Corticosteroids are primarily used to reduce inflammation and suppress the immune system. Prednisone, like other corticosteroids, quickly reduces inflammation, reducing pain, redness, and swelling. It also weakens the immune system. Under normal conditions, this system protects you against elements such as viruses and bacteria that cause infections and diseases.
Prednisolone works by blocking the effects of certain chemicals that cause inflammation within the body. It doesn't cure polymyalgia rheumatica, but it may help ease symptoms. Steroids reduce inflammation and reduce immune system activity. Inflammation is a process by which white blood cells and chemicals in the body protect the body against infections and foreign organisms, such as bacteria and viruses.
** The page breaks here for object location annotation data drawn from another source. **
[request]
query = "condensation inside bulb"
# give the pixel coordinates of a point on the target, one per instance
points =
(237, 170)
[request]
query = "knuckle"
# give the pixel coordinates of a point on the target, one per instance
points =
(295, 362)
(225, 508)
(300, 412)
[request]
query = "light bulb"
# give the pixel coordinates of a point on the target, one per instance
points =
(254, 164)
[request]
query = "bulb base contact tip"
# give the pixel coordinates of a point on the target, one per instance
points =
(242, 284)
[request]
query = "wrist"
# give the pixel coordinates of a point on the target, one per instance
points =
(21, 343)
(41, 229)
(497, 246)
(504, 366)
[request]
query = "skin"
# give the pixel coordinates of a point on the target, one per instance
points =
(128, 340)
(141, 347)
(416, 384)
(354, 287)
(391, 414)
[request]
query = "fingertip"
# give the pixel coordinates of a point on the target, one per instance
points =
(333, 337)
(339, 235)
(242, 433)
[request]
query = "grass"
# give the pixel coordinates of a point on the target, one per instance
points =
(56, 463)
For most people, steroid inhalers and steroid injections shouldn't cause annoying side effects. You may not be able to start taking steroids if you have an infection or if you have a wound on your body, because steroids can slow your improvement or cover up some of your symptoms. If you need to take steroids for more than 3 weeks, your family doctor or pharmacist should arrange for them to give you a steroid card. While small amounts of steroids can pass into breast milk, there is no research to show that they are harmful to the baby, so guidelines indicate that people can breastfeed while taking steroid tablets.
High-dose inhaled steroids can sometimes cause some of the more serious side effects that are most commonly related to steroid tablets (see below), but this is rare. Steroid creams and eye drops usually don't cause serious side effects, but if you take them for a long time or at a high dose, the medication may be absorbed into the blood and increase the risk of side effects that normally occur only with steroid tablets. There's usually no reason why a person can't use a steroid inhaler or spray, but they should be used with caution in people with ongoing infections, such as tuberculosis (TB).